Andai saja setiap warga di negeri
ini berpikiran seperti Sukarno, saya pikir tak akan terlalu emosi untuk memahami
makna tersirat dari puisi Ibu Indonesia karangan Sukmawati. Ah, itu kan karena Sukarno bapaknya
Sukmawati? Saya duga pertanyaan sumbang kaya begini akan mengalir deras dengan
sendirinya.
Its oke, tapi saya berani jamin. Semisal Sukarno
masih hidup dan Sukmawati bukan anak biologis Sang Proklamator, tak akan sulit
bagi bung Karno untuk memahami maksud tersirat dari puisi Sukmawati. Apa sebab?

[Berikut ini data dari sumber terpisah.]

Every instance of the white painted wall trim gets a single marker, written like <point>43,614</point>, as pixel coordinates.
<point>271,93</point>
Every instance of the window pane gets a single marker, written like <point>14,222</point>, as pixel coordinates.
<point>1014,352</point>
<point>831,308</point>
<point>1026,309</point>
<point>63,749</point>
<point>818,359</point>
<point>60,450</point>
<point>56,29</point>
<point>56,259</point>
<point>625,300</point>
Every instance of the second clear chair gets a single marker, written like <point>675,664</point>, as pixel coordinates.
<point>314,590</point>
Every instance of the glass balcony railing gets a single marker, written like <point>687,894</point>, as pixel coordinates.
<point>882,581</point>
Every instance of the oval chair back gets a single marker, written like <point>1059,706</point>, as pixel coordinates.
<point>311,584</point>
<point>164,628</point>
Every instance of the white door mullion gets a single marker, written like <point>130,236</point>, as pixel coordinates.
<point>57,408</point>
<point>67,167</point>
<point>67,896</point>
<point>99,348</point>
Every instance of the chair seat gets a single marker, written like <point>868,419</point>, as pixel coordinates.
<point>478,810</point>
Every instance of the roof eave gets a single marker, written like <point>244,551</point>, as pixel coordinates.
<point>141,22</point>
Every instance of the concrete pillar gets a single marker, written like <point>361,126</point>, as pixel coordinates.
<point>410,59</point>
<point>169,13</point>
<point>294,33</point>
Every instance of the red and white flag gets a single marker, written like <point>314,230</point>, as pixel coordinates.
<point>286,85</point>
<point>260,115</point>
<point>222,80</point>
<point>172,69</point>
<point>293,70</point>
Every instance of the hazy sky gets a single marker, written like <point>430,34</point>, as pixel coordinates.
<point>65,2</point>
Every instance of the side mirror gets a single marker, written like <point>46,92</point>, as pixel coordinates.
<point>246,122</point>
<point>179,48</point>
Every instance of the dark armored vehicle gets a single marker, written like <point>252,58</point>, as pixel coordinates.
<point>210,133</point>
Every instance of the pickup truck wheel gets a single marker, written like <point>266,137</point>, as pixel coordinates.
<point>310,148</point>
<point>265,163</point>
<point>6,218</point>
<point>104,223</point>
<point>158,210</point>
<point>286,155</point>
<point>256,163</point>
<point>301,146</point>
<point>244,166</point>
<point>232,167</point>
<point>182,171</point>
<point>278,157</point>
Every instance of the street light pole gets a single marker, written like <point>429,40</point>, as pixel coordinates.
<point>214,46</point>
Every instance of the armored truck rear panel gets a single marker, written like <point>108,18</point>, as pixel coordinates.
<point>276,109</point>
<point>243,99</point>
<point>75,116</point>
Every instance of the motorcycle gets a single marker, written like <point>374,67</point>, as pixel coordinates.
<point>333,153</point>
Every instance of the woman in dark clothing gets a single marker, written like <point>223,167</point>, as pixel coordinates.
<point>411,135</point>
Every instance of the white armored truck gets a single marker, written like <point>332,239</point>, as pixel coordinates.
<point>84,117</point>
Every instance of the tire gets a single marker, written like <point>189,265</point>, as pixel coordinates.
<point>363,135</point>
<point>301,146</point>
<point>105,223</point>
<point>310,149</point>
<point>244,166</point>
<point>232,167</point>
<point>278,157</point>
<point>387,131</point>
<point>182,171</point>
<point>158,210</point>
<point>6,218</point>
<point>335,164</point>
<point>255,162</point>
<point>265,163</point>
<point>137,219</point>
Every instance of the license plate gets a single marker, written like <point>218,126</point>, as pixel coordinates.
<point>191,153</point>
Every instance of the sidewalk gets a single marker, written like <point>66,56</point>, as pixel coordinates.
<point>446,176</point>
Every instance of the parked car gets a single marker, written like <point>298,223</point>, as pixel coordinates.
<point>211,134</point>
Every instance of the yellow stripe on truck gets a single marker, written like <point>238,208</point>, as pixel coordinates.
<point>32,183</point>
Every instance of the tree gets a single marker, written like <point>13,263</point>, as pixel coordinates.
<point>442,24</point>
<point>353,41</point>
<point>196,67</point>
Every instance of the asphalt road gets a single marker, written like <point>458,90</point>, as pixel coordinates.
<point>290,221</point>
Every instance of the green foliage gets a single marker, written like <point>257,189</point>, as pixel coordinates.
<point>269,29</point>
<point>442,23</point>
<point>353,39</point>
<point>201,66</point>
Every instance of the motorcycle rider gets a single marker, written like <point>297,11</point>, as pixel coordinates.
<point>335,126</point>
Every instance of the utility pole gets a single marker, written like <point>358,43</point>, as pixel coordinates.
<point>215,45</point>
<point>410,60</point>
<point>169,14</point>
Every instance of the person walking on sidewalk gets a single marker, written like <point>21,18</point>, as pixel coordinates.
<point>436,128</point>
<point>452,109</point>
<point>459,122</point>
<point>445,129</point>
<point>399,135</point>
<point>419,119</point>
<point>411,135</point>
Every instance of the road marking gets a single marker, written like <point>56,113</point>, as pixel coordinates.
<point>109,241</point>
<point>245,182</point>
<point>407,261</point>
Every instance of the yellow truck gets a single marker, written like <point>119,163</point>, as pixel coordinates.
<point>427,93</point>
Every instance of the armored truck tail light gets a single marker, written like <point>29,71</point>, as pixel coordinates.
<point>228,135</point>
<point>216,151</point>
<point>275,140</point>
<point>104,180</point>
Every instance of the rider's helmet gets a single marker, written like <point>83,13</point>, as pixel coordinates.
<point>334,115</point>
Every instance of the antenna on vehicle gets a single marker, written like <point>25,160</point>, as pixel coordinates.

Karena sekitar 73 tahun yang lalu Sukarno pernah bilang "dasar pertama, yang
baik dijadikan dasar buat negara Indonesia, ialah dasar Kebangsaan. Kita mendirikan
satu Negara Kebangsaan Indonesia."
Bagi sukarno, dalam mendirikan Negara
Indonesia kebangsaan lah yang lebih didahulukan ketimbang agama atau ketuhanan yang ia anut. “Saya
minta, Saudara Ki Bagoes Hadikoesoemo dan Saudara-saudara Islam lain,
maafkanlah saya memakai perkataan kebangsaan ini (sebagai dasar negara)! Saya pun orang Islam,” lanjut
Sukarno.
Bagi bung besar
ini, Pancasila yang terdiri dari 5 sila dasar pertamanya ialah kebangsaan. Bukan
Ketuhanan. Pada awalnya, urutan Pancasila ialah; 1. Nasionalisme/Kebangsaan
Indonesia; 2. Internasionalisme/Prikemanusiaan; 3. Mufakat/Demokrasi; 4. Kesejahteraan
Sosial; 5. Ketuhanan yang berkebudayaan. Nah,
inilah konsep asli pancasila yang disampaikan Sukarno pada 1 Juni 1945 di depan
sidang BPUPKI. Dalam buku Filsafat
Pancasila menurut Bung Karno, jika pancasila diperas
menjadi 3 butir atau trisila, Sukarno bilang pancasila menjadi “Sosio nasional:
nasionalisme dan internasional. Sosio demokrasi: demokrasi dengan kesejahteraan
rakyat. (dan) Ketuhanan.” Jika mau diperas atau diekstrak lagi, “Trisila menjadi
ekasila atau satu sila, yang intinya adalah gotong royong,” kata ayah Sukmawati
ini.
Jadi, dasar Negara pertama, yang utama dan yang baik bagi Sukarno ialah kebangsaan (dalam artian lain
bekerjasama-bergotongroyong), bukan Ketuhanan. Bahkan Ketuhanan diletakkan
di nomor terakhir dari urutan pancasila.
Kebangsaan yang termaktup dalam buku
Filsafat Pancasila menurut Bung Karno ialah
Negara yang ada untuk semua golongan, entah itu Islam, Kristen, Hindu, dan
agama-agama lainnya. Karena kebangsaanlah yang akan dapat mempersatukan
semuanya, tak hanya semua agama tapi juga semua etnis yang ada di bumi pertiwi
ini.
Puisi sukmawati pun menurut saya bicara
pada konteks kebangsaan. Sari konde Indonesia memang lebih indah dari cadar
dalam perspektif kebangsaan. Sebab, sari konde bersifat universal untuk semua
warga Indonesia. Ia bisa diterima oleh semua warga Indonesia, sedangkan cadar
belum tentu bisa diterima oleh semua WNI. Umat muslim saja (yang perempuan), tidak
semuanya menerima cadar sebagai pakaian, apalagi umat non muslim. Dalam konteks
ini, sari konde tentu lebih ‘cantik’ dari cadar.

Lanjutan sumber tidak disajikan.